By John Mutch, CEO, BeyondTrust and former CEO of HNC Software and Peregrine Systems
For public company CEOs, the list of items under SEC purview seems to grow overnight. One item that has potential to be added to that list is the reporting on cyber security risk to shareholders. Activists and public officials are pressing the SEC to elevate its guidance to companies on the disclosure of actual breaches. Having been CEO of a public company and now as CEO of a global enterprise software company which provides cyber security and compliance solutions to many public companies, I can attest to the growing complexities and pressures of supply (threats and risk to operations) and demand (regulatory requirements) that must be managed on a daily basis.
This is going to be an even steeper climb if the SEC requires companies to disclose on their cyber risk. In his April 9 letter to the SEC Chair, Senate Commerce Chairman Jay Rockefeller (D-W.Va.) urged the SEC to step-up the requirements on its guidance (issued in October 2011) for companies to disclose information about their ability to defend against attacks on their networks.

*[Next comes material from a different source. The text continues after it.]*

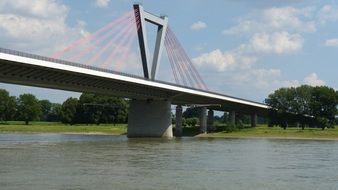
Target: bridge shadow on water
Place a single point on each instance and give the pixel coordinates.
(189, 131)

“Investors deserve to know whether companies are effectively addressing their cyber security risks — just as investors should know whether companies are managing their financial and operational risks,” the letter said. “Formal guidance from the SEC on this issue will be a strong signal to the market that companies need to take their cyber security efforts seriously.”
This is a rapid evolution. Public companies have only recently been required to report on successful breaches. Now potentially we’re facing companies having to report on their confidence in their own defenses. What would that SEC filing look like?